Compilation & Kernels

CUDA Graph

NVIDIA mechanism for capturing and replaying a sequence of GPU operations as a single launch. Eliminates per-op CPU overhead. vLLM uses three modes:

  • PIECEWISE — capture small contiguous regions, safe with control flow.
  • FULL — capture the whole forward pass; fastest but breaks on data-dependent shapes.
  • FULL_AND_PIECEWISE — full graphs plus piecewise fallback for shape variations.

torch.compile

PyTorch's TorchDynamo + Inductor stack that traces and compiles graphs at runtime. vLLM uses it for fused element-wise ops and select decode kernels.

Triton

OpenAI's Python-embedded GPU kernel language. Most Genesis hand-written kernels (P67, P40, PN26b) are Triton. Generated PTX is cached under ~/.triton/cache.

Tensor Parallel (TP)

Splits each weight matrix across N GPUs. Communication via all-reduce after each layer. Genesis-validated configs: TP=1 (single 24 GiB card, smaller models) and TP=2 (dual A5000 / dual 3090 / dual 4090).

Pipeline Parallel (PP)

Splits the model layer-wise across N GPUs. Lower bandwidth need than TP, higher latency. Genesis does not ship PP-validated configs.

Expert Parallel (EP)

For MoE models, splits the experts across GPUs. Genesis tested EP on 35B-A3B and found it hurt our single-user workload — kept off.

Genesis-Specific

Patch

A unit of behavior change applied at runtime. Two kinds: text-patch (regex/anchor edit of vLLM source files inside the container R/W layer) and code-patch (Python monkey-patch in sndr/).

Anchor / Marker

A short, stable string in upstream vLLM source that a text-patch uses as an insertion point.

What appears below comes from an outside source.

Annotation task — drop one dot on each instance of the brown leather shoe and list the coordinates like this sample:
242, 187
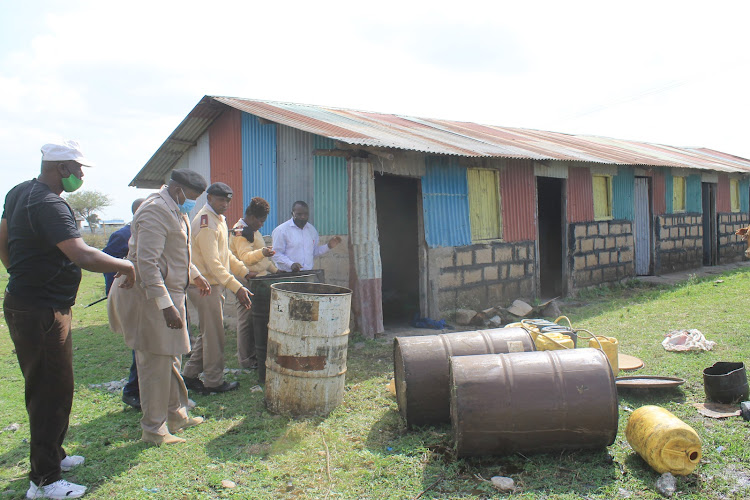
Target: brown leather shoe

Anchors break across vLLM versions — applies_to pins prevent silent drift.

Drift

When upstream vLLM changes the code surrounding an anchor, the patch can fail to find it (visible drift) or — worse — patch the wrong place (silent drift). Genesis runs anchor-presence checks on every boot.

Sub-Patch

A logical patch implemented as several smaller atomic edits (e.g. P64 has sub-patches A through F). Useful when a single bug touches multiple files.

Dispatcher

The boot-time loader (sndr/dispatcher/ package + sndr/apply/orchestrator.py boot loop) that consults the PATCH_REGISTRY, evaluates env flags, runs applies_to and conflicts_with checks, and prints [APPLY] / [SKIP] / [REC] / [OFF] for every patch.

applies_to filter

Per-patch metadata declaring which vLLM commit range, model family, GPU SM, or KV-cache dtype the patch supports. Skipped automatically when the boot environment does not match.

conflicts_with

Per-patch declaration that two patches must not be applied together. The dispatcher refuses to boot if both env flags are on.

A3B Suffix

Qwen naming convention: A3B = "Activated 3 Billion". The MoE 35B model activates 3B parameters per token. Compute cost is roughly that of a 3B dense model, memory is that of a 35B model.

Lorbus

HuggingFace user Lorbus, who maintains the AutoRound INT4 quantization of Qwen3.6-27B that Genesis validates against.